Hack your home printer to print custom make-up
Technological advances over the last years have diminished the need to print out every text file on paper. Paperless offices are everywhere and many households don’t even have a home printer anymore. It is now common to think about what really needs to get printed before taking it out of your computer and into the ‘real world.’ Is your printer sitting unused in your home office? That is where MINK, a makeup company founded by Harvard graduate Grace Choi, comes in. It aims to teach people how to stop buying cosmetics and start printing their own in any colour.
The idea for Mink came from the frustration Choi felt when learning how the makeup industry functions. Companies tend to use the same base medium as each other. Price differences come either from brand name, or when colours, inexpensive in themselves, are mixed in. Low price-point brands have a smaller selection of colours, and a premium is paid for a wider variety. After mulling over ideas to bring down the price of makeup, Choi settled on the idea to only print a layer of make-up straight onto the base medium and started hunting for the ideal printer to hack into her first prototype. She went through about 20 before finding one that could fill the entire pan of makeup as well as produce the best results.
“Mink only covers the top layer, but not a lot of people use all the eye shadow they buy,” says Choi. “A girl’s makeup junk drawer is a clear sign that the system of make-up is not working. There’s too much of it you have to buy. So what I tell girls with Mink is, ‘Listen, when you want that neon purple eyeshadow that’s trendy, just print the top layer. When you’re done with that colour, scrape it off, and print the next colour on the remaining blank eyeshadow.’”
Down the line Choi plans to produce a Mink printer as well as accessories that help pick colours from images found online. She will also supply base mediums: white powder for eye shadow and blush, clear moisturiser and lip gloss. However, Mink’s first priority is to teach people the principles of its intended disruption of the beauty industry. This means teaching people how to hack their own home printer into a make-up printing machine
Mink predominantly aims to reach the 13-21 year-old market; people who haven’t yet found their main style and beauty routine and who are interested in experimenting. Instead of buying lots of make-up from different brands, most of which will never get used up, the idea is for people to buy blank substrates and print their favourite colours.

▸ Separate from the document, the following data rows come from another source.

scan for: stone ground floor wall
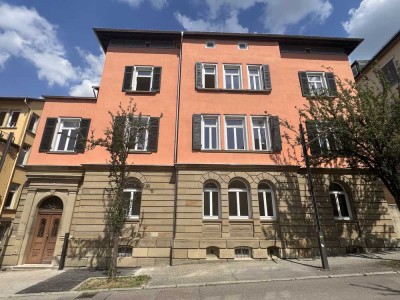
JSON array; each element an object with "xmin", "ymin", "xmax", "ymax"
[{"xmin": 3, "ymin": 166, "xmax": 398, "ymax": 267}]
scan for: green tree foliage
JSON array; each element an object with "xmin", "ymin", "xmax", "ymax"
[{"xmin": 294, "ymin": 70, "xmax": 400, "ymax": 208}]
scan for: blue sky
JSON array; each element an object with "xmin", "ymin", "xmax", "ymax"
[{"xmin": 0, "ymin": 0, "xmax": 400, "ymax": 97}]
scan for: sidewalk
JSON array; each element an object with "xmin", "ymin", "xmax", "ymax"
[{"xmin": 0, "ymin": 251, "xmax": 400, "ymax": 299}]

Choi says any inkjet printer can be used but best results can be achieved with the HP 6100. All that is needed is a blank makeup pan, refillable in cartridges, edible ink in cmyk colours to replace your printer’s standard ink, and an image of a colour you would like to try. The video below explains how to do it but the basic principles involve filling your printer with ink that is safe to use on your face, making space for the makeup pan, finding the hex value of the colour you would like with any colour picker tool, and printing a field of that colour.
race Choi has not only found a way to innovate in the make-up industry, but she is also setting an interesting example for home printing. Even though it is increasingly less necessary to print out text files at home. There is no digital alternative for makeup applied to the face. Mink removes the need to purchase coloured makeup and instead provides an infinite colour palette, using technology that has been sitting in our homes for years. The big benefit of a Mink printer may not be to replace your favourite everyday makeup, but it could be the perfect solution for once-off events, experimenting and playing dress-up. If Grace Choi achieves her intended revolution, it could mean goodbye to old makeup junk drawers as well as the financial premium on non-standard colours (possibly spelling the end for those colour ranges). In the mean time, hacking old printers to print eye shadow sounds like a fun idea for my next birthday party.